In dialogue with Vipash Purichanont I developed the ‘The Size of Rice’, which explores specific measurements of objects, such as a grain of rice as well as the magnitude of objects in relation to our bodies.Measurements have a crucial role in our lives and are fundamental to one’s mindset, instinct and intelligence. How we perceive and frame the world around us is directly linked to measurings and proportions relative to the human body. I invited four performers from diverse ethnic and cultural backgrounds in Indonesia to collaborate with me on 'The Size of Rice'. I created an object/costume for each performer related to the body measurements each one selected based on their understanding of preferred correlations, namely length, weight, time and distance (inter-space). Once the objects/costumes took shape, I handed them over to the performers to immediately interact with them and create a spontaneous performance, reflecting on our discussions on measurements and cultural significance. Dancers: Abdi Karya, Siska Aprisia, Pebri Irawan, Ari Dwianto. Wood constructions: Octo Cornelius. Video: Anita Reza Zein.

Wearing the Horizontal I

Wearing the Horizontal I

2020

Three costumes, variable dimensions

handstitched costumes of barkcloth from the mulberry tree (created by Mufid), fabric, metal


Wearing the Horizontal II

Wearing the Horizontal II

2020

Triptych, 90 x 78,2 cm each

handstitched costumes of barkcloth from the mulberry tree (created by Mufid), fabric, metal. archival print on Hahnemuhle photo rag satin


With the outset of the COVID-19 pandemic, I started to make drawings and paintings on how we all carry the notion of mortality within us.
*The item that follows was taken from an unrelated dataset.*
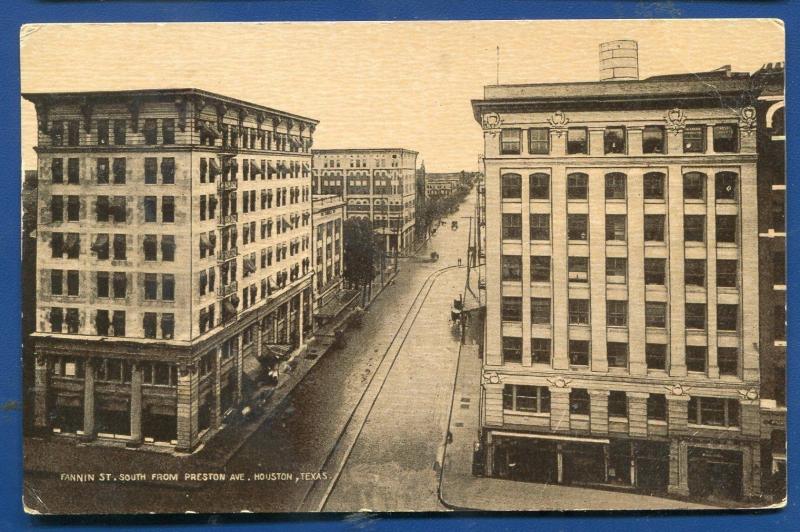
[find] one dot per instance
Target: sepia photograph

I was inspired by objects of an ephemeral or finite nature, like the ‘Lamak’ - beautiful woven and stitched panels, made from palm leaves that hang in front of shrines in Bali, which fade after only one day. The existence of fragile works remains in their concepts, stories, contexts and imaginations. Confronted with our own fragile existence, we are forced to contemplate our core values that forge our notion of life in relation to death, time (present, past, future) and nature. I interpreted these ideas in creating horizontal dresses. This work ‘Wearing the Horizontal’ depicts a dress that is virtually impossible to put it on, as it is horizontal and not wearable yet. Through the horizontal dress we get a glimpse of what lies ahead of us.